Unicode 3.2 comments - part 1

From: David Hopwood (david.hopwood@zetnet.co.uk)
Date: Fri Jan 25 2002 - 03:51:34 EST


-----BEGIN PGP SIGNED MESSAGE-----

Grapheme breaking

  There are two errors in the grapheme breaking rules:

  1. In the rule to prevent breaking CRLF, 'not CR' is used instead
     of 'CR'.
  2. There are no rules for "Extend × Extend" and "Extend × Link".
     That would cause breaks within combining sequences, and between a
     combining sequence and GRAPHEME JOINER, for example.

  Here is a minimally corrected version of the existing rules:

                CR × LF

              Base × Extend
            Extend × Extend
              Link × Base
              Link × Join_Control Base
              Base × Link
            Extend × Link

                 L × (L / V / LV / LVT)
          (LV / V) × (V / T)
         (LVT / T) × T

               Any ÷

  [6 of these rules can alternatively be written as:

   (Base / Extend) × (Extend / Link)
              Link × [Join_Control] Base
  ]

  However, I suggest using the following rules instead, where
  Precede = Join_Control:

                CR × LF

           Precede × Precede
           Precede × Base
              Base × Extend
            Extend × Extend
              Link × Precede
              Link × Base
              Base × Link
            Extend × Link

                 L × (L / V / LV / LVT)
          (LV / V) × (V / T)
         (LVT / T) × T

               Any ÷

  [8 of these rules can alternatively be written as:

   (Base / Extend) × (Extend / Link)
  (Link / Precede) × (Precede / Base)

  Note that the "Link × Join_Control Base" rule is implemented instead
  by "Link × Precede" and "Precede × Base". This has the side effect
  that more than one Join_Control can appear between the Link and Base,
  but that should make no practical difference.]

  There are two differences in behaviour as a result of the modified rules:

   a) a sequence of join controls is considered to belong to the grapheme
      cluster that follows them.
   b) scripts that have characters that combine with the following
      base character, like logical-order encoding of Tengwar, can be
      supported by adding those characters to 'Precede'.

  a) means that there are no 'invisible' grapheme clusters as a result
  of join controls.

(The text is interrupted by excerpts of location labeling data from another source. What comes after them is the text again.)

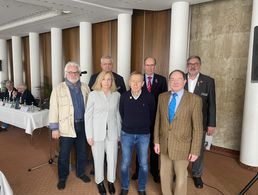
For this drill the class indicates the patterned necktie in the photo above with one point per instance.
(149, 84)
(172, 107)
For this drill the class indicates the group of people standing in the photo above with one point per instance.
(168, 125)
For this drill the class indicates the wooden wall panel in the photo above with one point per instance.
(114, 43)
(71, 45)
(157, 38)
(10, 58)
(150, 37)
(101, 43)
(45, 58)
(137, 55)
(26, 62)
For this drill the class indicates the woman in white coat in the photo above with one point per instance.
(103, 125)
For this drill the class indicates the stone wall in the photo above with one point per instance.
(220, 33)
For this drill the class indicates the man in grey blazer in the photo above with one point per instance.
(203, 86)
(177, 133)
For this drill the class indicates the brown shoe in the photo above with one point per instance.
(198, 182)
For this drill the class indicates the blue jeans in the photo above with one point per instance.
(141, 142)
(66, 144)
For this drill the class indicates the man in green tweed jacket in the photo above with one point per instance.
(178, 137)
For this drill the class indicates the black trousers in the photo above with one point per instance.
(154, 160)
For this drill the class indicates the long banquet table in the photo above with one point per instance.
(25, 120)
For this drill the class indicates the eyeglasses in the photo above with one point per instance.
(176, 80)
(70, 72)
(193, 64)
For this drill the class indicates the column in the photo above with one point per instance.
(17, 60)
(86, 50)
(3, 58)
(179, 36)
(56, 56)
(124, 45)
(249, 143)
(34, 64)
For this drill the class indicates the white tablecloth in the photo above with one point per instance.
(25, 120)
(5, 188)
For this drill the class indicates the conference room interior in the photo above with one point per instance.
(219, 32)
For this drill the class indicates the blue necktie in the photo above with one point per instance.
(172, 107)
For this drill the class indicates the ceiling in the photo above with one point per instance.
(19, 17)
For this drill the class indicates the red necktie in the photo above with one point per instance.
(149, 84)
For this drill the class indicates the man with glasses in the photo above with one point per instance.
(203, 86)
(66, 120)
(177, 133)
(154, 84)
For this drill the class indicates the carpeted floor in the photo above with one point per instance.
(18, 153)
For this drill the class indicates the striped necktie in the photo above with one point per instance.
(149, 84)
(172, 107)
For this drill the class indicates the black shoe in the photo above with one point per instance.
(61, 184)
(135, 176)
(124, 192)
(101, 188)
(156, 179)
(92, 172)
(198, 182)
(85, 178)
(141, 192)
(111, 188)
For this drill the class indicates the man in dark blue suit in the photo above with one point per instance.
(154, 84)
(204, 86)
(106, 65)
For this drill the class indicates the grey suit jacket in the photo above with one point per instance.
(102, 118)
(183, 135)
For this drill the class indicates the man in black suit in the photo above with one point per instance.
(154, 84)
(204, 86)
(106, 65)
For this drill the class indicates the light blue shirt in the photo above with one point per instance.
(178, 97)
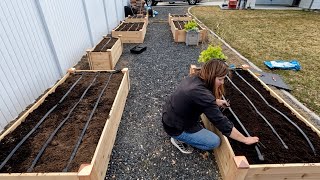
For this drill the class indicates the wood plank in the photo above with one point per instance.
(105, 60)
(229, 169)
(39, 176)
(275, 95)
(33, 107)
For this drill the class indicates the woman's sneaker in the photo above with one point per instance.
(183, 147)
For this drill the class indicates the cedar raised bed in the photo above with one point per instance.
(131, 32)
(91, 160)
(239, 161)
(137, 18)
(179, 34)
(106, 54)
(178, 17)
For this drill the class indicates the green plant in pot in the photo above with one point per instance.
(192, 33)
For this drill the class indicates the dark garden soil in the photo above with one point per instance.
(136, 26)
(58, 152)
(105, 44)
(298, 150)
(180, 25)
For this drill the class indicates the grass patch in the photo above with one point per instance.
(261, 35)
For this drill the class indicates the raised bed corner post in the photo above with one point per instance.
(260, 156)
(273, 130)
(34, 162)
(283, 115)
(3, 163)
(87, 123)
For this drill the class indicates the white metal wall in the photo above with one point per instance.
(41, 39)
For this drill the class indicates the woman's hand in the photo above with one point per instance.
(251, 140)
(222, 103)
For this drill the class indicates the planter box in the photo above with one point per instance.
(137, 18)
(234, 167)
(131, 32)
(192, 38)
(105, 59)
(96, 169)
(179, 34)
(178, 17)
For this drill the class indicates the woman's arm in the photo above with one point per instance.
(236, 135)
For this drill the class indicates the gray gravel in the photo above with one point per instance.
(142, 149)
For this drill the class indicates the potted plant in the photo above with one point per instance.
(192, 33)
(212, 52)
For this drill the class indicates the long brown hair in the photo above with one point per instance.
(208, 73)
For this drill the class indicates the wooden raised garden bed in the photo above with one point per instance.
(178, 17)
(131, 32)
(137, 18)
(106, 54)
(179, 34)
(79, 117)
(238, 161)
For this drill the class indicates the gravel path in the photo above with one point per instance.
(142, 149)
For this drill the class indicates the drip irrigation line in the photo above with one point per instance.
(273, 130)
(35, 160)
(106, 43)
(123, 26)
(87, 124)
(260, 156)
(283, 115)
(130, 27)
(38, 124)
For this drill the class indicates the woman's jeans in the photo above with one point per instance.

This means that additional arrow keystrokes are not
  needed to step over join controls, and that join controls are
  deleted when the grapheme that follows them is deleted.

  (Of course, an editor could have a mode that makes normally invisible
  controls visible; in that case they would be treated like base characters
  for grapheme breaking.)

  There can still be invisible grapheme clusters as a result of other
  characters in the set 'Default_Ignorable_Code_Point'; those should
  all be looked at more closely, to see whether it would be better to
  put some of them in the Extend or Precede categories.

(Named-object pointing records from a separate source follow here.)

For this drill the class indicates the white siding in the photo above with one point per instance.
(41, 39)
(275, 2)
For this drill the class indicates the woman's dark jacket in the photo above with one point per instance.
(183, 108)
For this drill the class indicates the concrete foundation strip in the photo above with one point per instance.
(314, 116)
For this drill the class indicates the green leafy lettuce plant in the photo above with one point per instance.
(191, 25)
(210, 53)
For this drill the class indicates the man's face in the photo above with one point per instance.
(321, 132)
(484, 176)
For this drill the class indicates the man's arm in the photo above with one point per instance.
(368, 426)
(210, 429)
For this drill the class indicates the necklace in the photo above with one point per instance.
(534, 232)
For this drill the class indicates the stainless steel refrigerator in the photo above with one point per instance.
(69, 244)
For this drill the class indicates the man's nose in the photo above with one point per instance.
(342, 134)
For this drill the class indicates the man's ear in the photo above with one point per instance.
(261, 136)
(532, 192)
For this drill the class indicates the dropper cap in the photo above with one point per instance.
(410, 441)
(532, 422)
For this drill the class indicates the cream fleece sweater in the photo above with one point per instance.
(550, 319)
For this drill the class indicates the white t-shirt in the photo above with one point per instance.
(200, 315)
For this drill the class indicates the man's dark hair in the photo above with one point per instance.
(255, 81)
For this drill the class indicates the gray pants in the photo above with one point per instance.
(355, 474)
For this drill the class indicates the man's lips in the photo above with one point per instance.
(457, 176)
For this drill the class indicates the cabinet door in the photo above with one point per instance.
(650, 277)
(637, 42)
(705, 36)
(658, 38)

  For example, when language tagging is used, it makes no sense to treat
  each tag character as an invisible grapheme, so the tag characters
  should probably be in 'Precede' (since the apply to, and should be
  deleted with, the text that follows them).

Grapheme breaking for variation selectors

  The Mongolian and generic variation selectors are not listed in
  Grapheme_Extend, in DerivedCoreProperties-3.2.0d4.txt.

  They should be listed, because they are category Mn, and not in
  Grapheme_Link, but Grapheme_Extend is supposed to have been generated
  as 'Me + Mn + Mc + Other_Grapheme_Extend - Grapheme_Link'. Possibly
  the derived properties have not been properly regenerated?

Hangul Jamo ranges

  For grapheme breaking and in the definition of a standard Hangul
  syllable, the definitions of Hangul Jamo types are given as:

    L = U+1100..115F
    V = U+1160..11A2
    T = U+11A8..11F9

  I think V should be defined as U+1160..11A7, and T as U+11A8..11FF,
  i.e. including unassigned characters (note that the range for L
  already includes some unassigned characters). That would allow a
  small number of new conjoining Jamo of any type to be assigned,
  without changes to implementations of grapheme breaking or Hangul
  filler "standardisation".

Variation Selectors

  Suppose a character C has variants, but is encoded without any
  variation selector; call this "plain C". It is not clear whether
  plain C is required to be shown using the reference glyph.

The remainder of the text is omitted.